Considering a Qualifying Recognised Overseas Pension Scheme (QROPS)? Dion Lindskog, Head of Life and Pension Products at RBC Wealth Management, offers his top tips on some of the issues you should consider before deciding if a QROPS is the right option for you.
- Can you? This should be your first question in order to ascertain whether your current pension arrangements allow you to transfer into a QROPS.
- Should you? A QROPS may not be the answer to every expat’s pension dilemma. Consider issues such as your age. Is now the right time? If you are, say, under 40 should you be paying higher charges of a QROPS over a potential 20 year period for something that is doing a similar job to what you may have now? What are your long term plans? Would a Sipp be a better option?
- Take appropriate advice. You will need to use an adviser experienced in QROPS investments. Check the adviser not only has a thorough knowledge of the pension legislation and local scheme arrangements in a wide range of countries, or at least in the ones appropriate to you, but who also has detailed knowledge of the tax consequences in moving pension benefits between these countries.
- Be clear about the scheme details. Does the scheme fulfill HM Revenue & Custom’s criteria in spirit as well as to the letter of the rules? What does the scheme allow you to do and what benefits does it give? Do these benefits abide by the spirit of HMRC’s notion of QROPS? Joining a scheme in a country where you are not resident simply because it offers more access to your pension pot may be deemed to fall outside the spirit of HMRC rules.
- Where is the QROPS based? How well regulated is the jurisdiction where the QROPS is based and how seriously do they monitor scheme providers and QROPS legislation? Typically, good QROPS jurisdictions will not only abide by HMRC rules, but also endeavour to produce their own additional codes of conduct and legislation.
- Will your current country of residence affect your decision? For example, many scheme providers will not accept transfers from the US. Also, Canada does not recognise tax free pension lump sums.
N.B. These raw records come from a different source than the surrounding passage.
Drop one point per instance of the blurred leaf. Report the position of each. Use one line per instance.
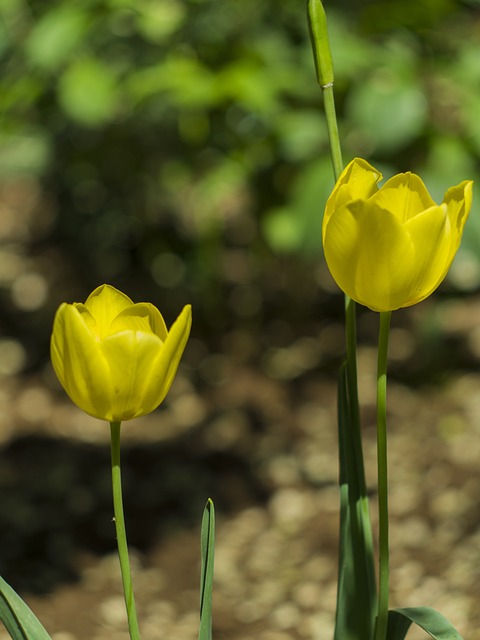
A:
(389, 109)
(158, 20)
(431, 621)
(88, 92)
(56, 36)
(26, 153)
(18, 618)
(184, 79)
(297, 227)
(302, 134)
(282, 231)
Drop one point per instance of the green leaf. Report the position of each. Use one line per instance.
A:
(356, 591)
(56, 36)
(431, 621)
(206, 579)
(17, 617)
(88, 92)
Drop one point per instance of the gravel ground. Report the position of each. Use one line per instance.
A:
(261, 443)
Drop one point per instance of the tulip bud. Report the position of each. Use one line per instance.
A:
(391, 247)
(317, 26)
(115, 359)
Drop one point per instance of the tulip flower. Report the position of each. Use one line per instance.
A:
(116, 359)
(392, 246)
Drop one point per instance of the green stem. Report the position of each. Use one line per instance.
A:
(121, 533)
(332, 127)
(384, 563)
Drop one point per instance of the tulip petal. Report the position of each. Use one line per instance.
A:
(130, 356)
(166, 365)
(370, 255)
(404, 195)
(358, 181)
(79, 363)
(458, 201)
(104, 304)
(142, 316)
(432, 240)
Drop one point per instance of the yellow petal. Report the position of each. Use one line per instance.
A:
(370, 255)
(142, 316)
(79, 364)
(404, 195)
(130, 356)
(166, 365)
(358, 181)
(431, 237)
(104, 304)
(458, 201)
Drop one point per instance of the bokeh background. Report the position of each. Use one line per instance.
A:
(177, 149)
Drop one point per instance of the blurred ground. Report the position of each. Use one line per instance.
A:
(178, 150)
(262, 443)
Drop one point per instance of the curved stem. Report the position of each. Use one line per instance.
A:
(332, 127)
(121, 533)
(382, 462)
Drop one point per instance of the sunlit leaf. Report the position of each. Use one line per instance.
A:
(18, 618)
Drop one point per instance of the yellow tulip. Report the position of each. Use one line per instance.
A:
(116, 359)
(392, 246)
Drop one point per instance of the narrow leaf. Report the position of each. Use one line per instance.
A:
(356, 592)
(18, 618)
(206, 579)
(431, 621)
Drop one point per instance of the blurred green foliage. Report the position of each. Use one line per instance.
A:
(166, 132)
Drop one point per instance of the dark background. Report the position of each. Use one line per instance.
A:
(178, 150)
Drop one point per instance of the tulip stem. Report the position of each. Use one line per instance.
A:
(382, 466)
(332, 128)
(121, 533)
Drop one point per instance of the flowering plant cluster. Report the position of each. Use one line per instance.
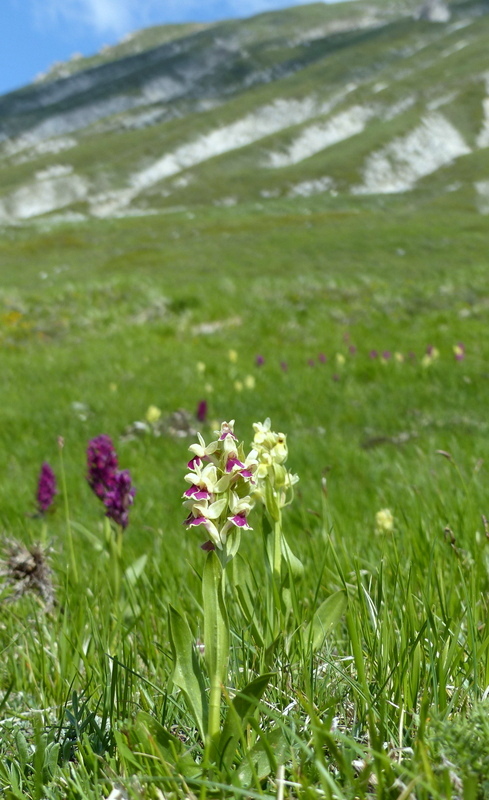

So if you are going to live in Canada and plan to invest in a QROPS, you should consider taking any tax free lump sums before you leave the UK. ExpatMoneyChannel Tip: If you are going to live abroad, then you’ll need to get to grips with filing local tax returns. DIY tax software packages such as TurboTax Canada are increasingly popular and offer an easy route to compliance. Shop around to get the best package to suit your needs.
- Are there any tax implications? For example, the UK is currently looking to make potential changes to the way pensions are calculated. This may favour a move to QROPS, particular for larger pension pots. Transfers out of UK registered pension schemes are tested against the lifetime allowance (LTA) and any amounts transferred above your lifetime allowance are subject to a tax charge of 25%. The LTA was reduced from £1.8m to £1.5m as from April 2012. Also check on whether there is a dual taxation agreement between the UK and the country you plan to retire to? If so, look at which offers the better tax benefits on retirement. It may be the UK regime is more favourable.
- What are the costs? For larger pension pots or expats with suffering a currency mismatch, the higher costs associated with establishing and running a QROPS may be worthwhile. That said, costs are coming down, with more providers now offering ‘vanilla’ QROPS products for expats who require less customised QROPS versions.